Magnesium deficiency is another reason for chocolate cravings, because cacao is a source of magnesium.  Magnesium may be depleted by stress, exercise, caffeine, alcohol, sugar, excess protein, calcium supplements, medications, in other words, modern diet and lifestyle.

Cacao increases serotonin, our “happy hormone” and dopamine our “feel good hormone”.  Serotonin is a neurotransmitter helps mood, sleep and anxiety.  Dopamine is a neurotransmitter involved in reward and motivation.  Menstruating women naturally experience a dip in serotonin the week before menstruation, this is why chocolate cravings are common during that time.

My diet looks dramatically different now.

I can’t really tell you what I eat on a daily basis, because it changes everyday.  I don’t have a typical or normal diet.

What do I look for on a label now?  The absence of.  The absence of what?  The absence of a label.  Real, fresh food doesn’t have labels!

Bread and cereal are treats rather than staples, as recommended by the food pyramid and conventional wisdom.

If I eat dairy (rarely), I only choose the full fat version.
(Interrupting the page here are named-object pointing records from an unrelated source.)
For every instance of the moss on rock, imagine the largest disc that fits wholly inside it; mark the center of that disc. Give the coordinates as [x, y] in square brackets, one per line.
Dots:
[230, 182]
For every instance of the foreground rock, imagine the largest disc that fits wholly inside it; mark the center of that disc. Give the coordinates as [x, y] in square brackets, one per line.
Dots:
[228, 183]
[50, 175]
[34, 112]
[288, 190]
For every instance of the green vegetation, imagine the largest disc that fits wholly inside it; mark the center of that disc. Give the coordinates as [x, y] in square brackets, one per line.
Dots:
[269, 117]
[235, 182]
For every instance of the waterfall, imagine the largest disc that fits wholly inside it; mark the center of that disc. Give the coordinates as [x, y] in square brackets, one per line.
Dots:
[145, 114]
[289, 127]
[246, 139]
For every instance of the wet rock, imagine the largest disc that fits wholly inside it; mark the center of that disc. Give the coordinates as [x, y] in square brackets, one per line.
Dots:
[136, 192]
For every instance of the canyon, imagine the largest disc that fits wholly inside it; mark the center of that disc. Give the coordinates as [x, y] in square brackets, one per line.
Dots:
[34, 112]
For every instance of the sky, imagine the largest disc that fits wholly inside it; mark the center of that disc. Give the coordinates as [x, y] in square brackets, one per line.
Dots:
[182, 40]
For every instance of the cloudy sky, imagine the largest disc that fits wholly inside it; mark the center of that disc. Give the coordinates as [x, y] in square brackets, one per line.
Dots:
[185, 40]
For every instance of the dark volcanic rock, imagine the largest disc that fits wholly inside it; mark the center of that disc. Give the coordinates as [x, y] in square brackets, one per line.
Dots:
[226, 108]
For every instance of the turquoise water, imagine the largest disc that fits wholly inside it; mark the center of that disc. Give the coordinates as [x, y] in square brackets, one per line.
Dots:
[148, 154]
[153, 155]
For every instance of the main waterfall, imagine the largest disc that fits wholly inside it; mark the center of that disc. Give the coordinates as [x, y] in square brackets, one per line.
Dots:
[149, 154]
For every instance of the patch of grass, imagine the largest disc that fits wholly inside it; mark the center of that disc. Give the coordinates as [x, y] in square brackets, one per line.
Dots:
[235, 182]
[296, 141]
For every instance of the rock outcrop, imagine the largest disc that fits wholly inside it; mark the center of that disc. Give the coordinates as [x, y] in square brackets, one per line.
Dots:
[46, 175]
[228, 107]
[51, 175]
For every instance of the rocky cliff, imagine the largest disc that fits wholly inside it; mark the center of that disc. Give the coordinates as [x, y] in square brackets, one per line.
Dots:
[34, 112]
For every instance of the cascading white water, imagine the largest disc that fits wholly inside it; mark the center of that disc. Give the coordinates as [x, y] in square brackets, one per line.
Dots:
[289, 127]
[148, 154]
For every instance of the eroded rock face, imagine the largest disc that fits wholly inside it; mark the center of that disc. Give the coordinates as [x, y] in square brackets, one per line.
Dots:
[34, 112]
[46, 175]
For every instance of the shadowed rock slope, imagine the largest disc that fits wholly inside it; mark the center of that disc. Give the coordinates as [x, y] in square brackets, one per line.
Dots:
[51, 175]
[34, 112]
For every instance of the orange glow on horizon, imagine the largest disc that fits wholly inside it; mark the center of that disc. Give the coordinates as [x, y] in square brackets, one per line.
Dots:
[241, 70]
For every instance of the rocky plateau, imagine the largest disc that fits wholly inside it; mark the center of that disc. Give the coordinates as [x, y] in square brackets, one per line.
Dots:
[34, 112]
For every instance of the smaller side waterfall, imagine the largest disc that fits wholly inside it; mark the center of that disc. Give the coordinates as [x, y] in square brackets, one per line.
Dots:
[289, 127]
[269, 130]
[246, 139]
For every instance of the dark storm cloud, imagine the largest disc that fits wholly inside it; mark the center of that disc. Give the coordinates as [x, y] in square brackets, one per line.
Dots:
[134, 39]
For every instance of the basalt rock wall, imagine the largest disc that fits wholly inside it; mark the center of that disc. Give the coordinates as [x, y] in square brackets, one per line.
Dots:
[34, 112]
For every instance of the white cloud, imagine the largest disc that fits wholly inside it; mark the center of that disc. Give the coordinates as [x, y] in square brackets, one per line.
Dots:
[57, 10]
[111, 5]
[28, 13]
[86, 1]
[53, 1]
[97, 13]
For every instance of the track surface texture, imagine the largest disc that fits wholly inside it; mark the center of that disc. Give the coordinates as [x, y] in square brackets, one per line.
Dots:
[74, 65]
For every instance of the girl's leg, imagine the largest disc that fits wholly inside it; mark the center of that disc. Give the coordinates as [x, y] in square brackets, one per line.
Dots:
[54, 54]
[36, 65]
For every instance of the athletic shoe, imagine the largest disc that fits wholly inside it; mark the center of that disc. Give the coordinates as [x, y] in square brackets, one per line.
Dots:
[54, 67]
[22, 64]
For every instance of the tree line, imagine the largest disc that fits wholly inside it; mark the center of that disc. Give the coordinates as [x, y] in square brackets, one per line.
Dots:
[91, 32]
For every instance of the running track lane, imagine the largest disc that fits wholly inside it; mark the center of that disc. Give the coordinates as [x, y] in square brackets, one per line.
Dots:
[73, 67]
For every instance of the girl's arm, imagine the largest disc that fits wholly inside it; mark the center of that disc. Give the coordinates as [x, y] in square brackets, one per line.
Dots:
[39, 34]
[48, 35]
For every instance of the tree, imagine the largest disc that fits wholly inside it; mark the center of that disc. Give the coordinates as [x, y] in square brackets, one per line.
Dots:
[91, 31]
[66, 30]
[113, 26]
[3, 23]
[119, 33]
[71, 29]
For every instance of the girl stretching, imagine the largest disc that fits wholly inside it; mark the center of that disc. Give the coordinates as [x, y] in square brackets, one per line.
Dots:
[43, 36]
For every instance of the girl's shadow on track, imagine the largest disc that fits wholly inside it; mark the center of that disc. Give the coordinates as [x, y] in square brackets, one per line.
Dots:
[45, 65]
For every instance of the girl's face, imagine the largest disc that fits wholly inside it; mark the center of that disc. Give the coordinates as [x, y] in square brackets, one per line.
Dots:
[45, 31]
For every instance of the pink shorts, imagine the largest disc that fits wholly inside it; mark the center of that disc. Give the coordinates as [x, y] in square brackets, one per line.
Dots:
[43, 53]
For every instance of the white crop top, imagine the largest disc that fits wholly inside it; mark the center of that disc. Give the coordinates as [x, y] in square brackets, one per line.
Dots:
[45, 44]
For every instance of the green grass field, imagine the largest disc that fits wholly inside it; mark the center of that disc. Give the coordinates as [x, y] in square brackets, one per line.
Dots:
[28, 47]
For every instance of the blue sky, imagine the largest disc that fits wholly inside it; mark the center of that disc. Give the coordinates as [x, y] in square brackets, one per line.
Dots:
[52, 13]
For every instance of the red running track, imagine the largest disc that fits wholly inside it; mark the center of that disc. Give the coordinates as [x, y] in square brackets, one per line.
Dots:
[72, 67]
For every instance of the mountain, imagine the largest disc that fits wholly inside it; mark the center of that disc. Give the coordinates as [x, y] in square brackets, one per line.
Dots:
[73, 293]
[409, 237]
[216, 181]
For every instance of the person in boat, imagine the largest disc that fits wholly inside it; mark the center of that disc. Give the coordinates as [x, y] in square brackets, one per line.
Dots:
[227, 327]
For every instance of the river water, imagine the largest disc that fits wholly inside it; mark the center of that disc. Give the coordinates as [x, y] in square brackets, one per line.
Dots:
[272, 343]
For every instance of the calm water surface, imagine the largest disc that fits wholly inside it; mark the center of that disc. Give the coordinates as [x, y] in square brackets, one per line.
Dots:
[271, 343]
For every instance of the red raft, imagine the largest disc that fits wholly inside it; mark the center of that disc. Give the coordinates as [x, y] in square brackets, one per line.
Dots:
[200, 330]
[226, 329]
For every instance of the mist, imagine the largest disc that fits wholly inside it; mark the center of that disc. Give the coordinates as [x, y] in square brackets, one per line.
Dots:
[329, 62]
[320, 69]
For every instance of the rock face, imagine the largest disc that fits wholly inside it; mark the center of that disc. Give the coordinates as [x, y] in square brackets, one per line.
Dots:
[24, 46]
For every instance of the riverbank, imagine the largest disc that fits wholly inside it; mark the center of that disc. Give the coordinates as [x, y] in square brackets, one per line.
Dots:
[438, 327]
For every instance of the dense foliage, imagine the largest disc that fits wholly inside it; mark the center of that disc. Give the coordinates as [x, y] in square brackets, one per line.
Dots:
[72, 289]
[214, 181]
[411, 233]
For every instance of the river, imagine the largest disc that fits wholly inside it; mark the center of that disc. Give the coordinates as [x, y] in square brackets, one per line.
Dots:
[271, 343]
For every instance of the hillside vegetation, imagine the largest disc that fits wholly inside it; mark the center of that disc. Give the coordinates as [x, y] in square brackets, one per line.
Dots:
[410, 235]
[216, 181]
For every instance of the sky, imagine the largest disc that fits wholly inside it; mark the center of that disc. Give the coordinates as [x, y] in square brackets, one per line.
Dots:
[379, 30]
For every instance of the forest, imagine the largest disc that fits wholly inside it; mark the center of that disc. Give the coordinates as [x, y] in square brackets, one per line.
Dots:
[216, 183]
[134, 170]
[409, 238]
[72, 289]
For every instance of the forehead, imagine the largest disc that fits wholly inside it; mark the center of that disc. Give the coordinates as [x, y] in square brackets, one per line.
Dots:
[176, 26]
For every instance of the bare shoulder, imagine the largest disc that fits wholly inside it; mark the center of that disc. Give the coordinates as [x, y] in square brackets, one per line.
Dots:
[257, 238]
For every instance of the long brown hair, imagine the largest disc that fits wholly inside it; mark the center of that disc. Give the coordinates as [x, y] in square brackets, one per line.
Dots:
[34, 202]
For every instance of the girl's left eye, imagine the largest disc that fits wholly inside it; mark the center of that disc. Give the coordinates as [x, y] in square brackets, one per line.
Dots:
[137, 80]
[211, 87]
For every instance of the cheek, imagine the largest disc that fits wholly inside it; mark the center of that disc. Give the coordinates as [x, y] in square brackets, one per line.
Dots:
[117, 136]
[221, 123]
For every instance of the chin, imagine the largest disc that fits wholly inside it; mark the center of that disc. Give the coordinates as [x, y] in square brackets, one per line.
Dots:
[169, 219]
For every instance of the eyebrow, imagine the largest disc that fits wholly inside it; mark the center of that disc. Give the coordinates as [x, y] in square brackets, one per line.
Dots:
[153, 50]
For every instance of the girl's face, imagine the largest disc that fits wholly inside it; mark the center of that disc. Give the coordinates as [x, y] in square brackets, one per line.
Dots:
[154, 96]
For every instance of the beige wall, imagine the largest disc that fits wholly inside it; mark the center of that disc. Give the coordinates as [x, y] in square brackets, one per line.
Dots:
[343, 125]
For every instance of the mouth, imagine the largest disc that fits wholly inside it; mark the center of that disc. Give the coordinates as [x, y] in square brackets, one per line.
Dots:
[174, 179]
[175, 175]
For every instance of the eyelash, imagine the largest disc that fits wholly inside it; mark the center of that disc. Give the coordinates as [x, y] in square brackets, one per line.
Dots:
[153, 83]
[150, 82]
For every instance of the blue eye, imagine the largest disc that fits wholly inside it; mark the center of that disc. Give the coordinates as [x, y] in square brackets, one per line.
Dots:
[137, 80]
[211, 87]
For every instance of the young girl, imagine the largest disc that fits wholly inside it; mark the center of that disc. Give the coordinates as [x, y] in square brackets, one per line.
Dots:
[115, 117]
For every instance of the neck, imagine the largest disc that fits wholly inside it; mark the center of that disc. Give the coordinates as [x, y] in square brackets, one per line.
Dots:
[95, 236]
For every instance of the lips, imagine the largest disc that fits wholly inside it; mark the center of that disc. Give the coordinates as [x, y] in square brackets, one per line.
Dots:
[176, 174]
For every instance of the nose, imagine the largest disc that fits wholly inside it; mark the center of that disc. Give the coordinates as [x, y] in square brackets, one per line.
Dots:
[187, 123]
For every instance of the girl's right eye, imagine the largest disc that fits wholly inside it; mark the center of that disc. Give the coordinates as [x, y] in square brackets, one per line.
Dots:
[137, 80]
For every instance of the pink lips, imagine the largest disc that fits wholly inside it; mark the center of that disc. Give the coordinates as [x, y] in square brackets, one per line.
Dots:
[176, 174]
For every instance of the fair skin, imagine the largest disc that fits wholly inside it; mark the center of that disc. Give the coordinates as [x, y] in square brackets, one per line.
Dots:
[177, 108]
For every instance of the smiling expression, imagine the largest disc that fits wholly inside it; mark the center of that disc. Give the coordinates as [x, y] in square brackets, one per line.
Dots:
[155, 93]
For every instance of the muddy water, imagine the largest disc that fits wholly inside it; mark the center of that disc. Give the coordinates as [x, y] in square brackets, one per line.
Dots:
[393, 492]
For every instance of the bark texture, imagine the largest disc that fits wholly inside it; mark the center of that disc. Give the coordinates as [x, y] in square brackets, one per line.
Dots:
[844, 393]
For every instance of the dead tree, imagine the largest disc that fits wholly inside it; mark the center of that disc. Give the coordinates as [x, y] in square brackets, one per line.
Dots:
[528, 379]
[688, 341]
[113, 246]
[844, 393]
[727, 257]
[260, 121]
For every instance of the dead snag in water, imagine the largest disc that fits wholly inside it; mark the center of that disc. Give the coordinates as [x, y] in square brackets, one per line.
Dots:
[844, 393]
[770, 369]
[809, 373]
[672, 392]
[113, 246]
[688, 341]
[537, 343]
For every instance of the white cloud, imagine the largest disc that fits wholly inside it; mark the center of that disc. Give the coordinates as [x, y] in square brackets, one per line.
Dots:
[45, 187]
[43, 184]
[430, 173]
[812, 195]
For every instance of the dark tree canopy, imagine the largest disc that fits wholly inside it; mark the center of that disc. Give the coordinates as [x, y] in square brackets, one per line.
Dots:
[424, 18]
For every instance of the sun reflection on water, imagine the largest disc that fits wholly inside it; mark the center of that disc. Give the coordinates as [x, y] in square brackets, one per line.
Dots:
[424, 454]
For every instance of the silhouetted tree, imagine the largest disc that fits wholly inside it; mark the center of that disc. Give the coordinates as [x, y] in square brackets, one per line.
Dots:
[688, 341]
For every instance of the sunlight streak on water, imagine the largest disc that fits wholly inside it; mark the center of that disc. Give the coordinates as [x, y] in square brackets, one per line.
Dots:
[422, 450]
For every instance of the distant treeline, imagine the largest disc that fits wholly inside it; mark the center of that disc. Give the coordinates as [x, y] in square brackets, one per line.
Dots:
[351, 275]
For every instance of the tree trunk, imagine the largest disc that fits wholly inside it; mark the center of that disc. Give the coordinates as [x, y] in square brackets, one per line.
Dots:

Now I don’t limit my nuts to 12, I eat fat in abundance.

I still eat chocolate daily, the quantity hasn’t changed.  The quality and time of day have changed.  I predominantly eat organic, dark chocolate and earlier in the day when I will use the energy.  I probably eat so much chocolate because I can’t drink coffee, I am hypersensitive to caffeine.  Everyone else drinks their daily coffee and I eat my daily chocolate!

Keep it simple, stick to foods your grandparents would recognise… fruit, vegetables, root vegetables, wholegrains, nuts, seeds, meat, seafood and maybe full fat dairy if it serves you.  Raw milk is preferable, it is unpasteurised and unhomogenised.  Pasteurisation kills the enzymes and many vitamins in milk.  Lactase is one of the important enzymes that is destroyed when milk is pasteurised.  Lactase is the enzyme which breaks down lactose, hence why lactose intolerance is prevalent nowadays.  Homogenisation denatures molecules, making digestion more difficult as the molecules are not in their natural form.

Plus nutrient dense, superfoods e.g. cacao, spirulina, chlorella, wheat grass, chia seeds and maca powder, just to name a few.  These are great additions to smoothies, the perfect breakfast or snack.